Technical feasibility and safety of portal vein (PV) and superior mesenteric vein (SMV) resection during pancreaticoduodenectomy (PD) for cancer has been confirmed, but oncological benefits remain unclear. The present study aimed to explore the long-term outcomes of PD with PV/SMV resection and proven histologically invasion.

Patients and methods

A total of 95 consecutive PD were performed between January 2008 and August 2013, and 29 patients underwent PV/SMV resection with histologically proven venous tumor infiltration.

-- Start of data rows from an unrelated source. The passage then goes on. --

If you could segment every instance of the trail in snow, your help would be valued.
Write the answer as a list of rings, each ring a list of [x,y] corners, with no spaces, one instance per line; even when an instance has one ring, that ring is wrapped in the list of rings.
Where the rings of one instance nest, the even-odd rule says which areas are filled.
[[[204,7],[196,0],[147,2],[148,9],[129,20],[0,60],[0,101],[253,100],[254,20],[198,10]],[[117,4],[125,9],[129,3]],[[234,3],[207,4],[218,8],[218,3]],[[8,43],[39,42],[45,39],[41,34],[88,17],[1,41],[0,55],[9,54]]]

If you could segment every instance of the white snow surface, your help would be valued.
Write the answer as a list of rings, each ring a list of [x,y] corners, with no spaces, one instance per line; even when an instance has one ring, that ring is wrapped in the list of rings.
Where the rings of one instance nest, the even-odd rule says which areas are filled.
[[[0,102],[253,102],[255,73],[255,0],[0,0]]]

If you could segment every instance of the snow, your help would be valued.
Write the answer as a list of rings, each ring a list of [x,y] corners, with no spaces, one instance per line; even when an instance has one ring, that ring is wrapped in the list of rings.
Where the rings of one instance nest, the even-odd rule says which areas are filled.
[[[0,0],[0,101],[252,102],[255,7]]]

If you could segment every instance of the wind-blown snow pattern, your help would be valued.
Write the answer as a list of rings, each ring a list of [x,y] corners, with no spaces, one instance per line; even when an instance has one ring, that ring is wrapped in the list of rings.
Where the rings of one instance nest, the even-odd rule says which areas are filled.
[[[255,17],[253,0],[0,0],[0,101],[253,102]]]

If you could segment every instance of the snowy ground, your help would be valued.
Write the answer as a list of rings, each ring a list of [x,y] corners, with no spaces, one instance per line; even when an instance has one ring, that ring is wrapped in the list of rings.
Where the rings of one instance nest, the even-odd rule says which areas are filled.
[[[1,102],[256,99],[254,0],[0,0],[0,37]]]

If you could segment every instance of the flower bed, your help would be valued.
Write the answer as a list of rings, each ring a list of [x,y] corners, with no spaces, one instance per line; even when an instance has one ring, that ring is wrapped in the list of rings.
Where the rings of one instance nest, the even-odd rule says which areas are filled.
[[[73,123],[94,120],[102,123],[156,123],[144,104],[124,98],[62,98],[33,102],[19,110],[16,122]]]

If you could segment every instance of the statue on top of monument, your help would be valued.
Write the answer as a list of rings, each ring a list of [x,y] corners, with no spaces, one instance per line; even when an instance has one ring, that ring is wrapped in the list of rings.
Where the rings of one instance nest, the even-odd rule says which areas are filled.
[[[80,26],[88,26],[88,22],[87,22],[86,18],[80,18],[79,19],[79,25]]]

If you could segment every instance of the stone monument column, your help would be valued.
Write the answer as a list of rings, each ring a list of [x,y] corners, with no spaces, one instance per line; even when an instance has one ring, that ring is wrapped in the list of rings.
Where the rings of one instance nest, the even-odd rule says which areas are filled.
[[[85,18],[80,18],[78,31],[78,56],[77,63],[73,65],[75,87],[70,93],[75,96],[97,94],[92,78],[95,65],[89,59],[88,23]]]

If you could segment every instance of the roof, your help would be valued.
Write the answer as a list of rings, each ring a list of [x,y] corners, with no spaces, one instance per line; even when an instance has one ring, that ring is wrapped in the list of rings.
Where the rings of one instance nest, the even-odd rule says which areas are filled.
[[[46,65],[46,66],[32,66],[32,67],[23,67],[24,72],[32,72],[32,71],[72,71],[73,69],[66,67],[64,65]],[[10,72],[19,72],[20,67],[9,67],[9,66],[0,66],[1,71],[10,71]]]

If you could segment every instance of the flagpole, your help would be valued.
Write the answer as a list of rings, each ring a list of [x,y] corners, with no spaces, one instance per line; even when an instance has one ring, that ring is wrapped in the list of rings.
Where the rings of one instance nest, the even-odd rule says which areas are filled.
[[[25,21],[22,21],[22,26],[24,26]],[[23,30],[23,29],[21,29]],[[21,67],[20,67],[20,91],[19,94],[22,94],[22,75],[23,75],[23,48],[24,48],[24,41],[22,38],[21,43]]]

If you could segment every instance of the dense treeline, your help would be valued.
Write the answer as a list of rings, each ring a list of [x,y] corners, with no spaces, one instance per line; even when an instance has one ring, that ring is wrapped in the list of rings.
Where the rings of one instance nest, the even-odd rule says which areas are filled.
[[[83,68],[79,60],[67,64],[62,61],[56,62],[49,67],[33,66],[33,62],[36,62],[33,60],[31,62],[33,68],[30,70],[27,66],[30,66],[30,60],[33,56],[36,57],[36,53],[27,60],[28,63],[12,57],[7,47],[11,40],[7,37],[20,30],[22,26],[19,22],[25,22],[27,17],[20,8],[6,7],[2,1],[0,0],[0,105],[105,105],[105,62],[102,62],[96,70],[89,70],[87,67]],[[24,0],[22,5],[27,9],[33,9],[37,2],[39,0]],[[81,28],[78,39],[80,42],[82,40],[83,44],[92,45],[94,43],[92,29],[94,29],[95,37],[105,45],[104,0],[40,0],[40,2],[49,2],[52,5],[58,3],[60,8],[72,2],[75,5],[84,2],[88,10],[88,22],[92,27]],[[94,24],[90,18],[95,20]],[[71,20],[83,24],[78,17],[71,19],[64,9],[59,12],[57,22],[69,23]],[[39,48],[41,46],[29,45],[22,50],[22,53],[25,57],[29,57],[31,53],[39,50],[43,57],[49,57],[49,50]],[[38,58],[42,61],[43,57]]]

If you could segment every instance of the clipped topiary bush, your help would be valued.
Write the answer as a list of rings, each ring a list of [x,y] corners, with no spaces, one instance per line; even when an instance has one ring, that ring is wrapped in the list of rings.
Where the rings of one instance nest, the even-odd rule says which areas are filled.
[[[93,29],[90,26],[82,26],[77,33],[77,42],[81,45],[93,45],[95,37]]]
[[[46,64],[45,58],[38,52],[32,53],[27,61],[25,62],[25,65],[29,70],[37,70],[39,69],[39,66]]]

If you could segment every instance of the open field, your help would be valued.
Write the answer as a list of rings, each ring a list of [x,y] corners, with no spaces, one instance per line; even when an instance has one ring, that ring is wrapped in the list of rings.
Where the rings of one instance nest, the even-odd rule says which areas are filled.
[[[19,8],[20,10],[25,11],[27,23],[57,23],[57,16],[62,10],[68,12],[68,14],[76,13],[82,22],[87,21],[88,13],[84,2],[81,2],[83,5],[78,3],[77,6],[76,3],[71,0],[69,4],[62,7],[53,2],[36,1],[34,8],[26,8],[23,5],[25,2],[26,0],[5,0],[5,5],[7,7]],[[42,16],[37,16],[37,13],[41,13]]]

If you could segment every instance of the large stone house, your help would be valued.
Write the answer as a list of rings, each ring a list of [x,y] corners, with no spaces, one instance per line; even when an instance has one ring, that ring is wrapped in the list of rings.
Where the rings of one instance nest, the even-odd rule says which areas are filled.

Patients were matched 1 : 1 to controls who did not undergo venous resection, based on demographic and tumor characteristics.

Results

Disease-free survival (DFS) of the PV/SMV invasion group and control group was 9.5 and 7.6 months, respectively (P=0.51). Median survival and survival at 1, 3, and 5 years were 12.9 months, 59, 17, and 10%, respectively, in case of PV/SMV invasion compared with 20.3 months, 72, 31, and 10%, respectively in control group (P=0.13). Patients with complete transmural infiltration presented nonsignificantly shorter DFS (9.0 months) compared with those with partial venous wall infiltration (18.4 months, P=0.78).

Conclusion

Histologically proven portal venous invasion in patients undergoing PD for adenocarcinoma seemed not to have an effect on both DFS and overall long-term survival.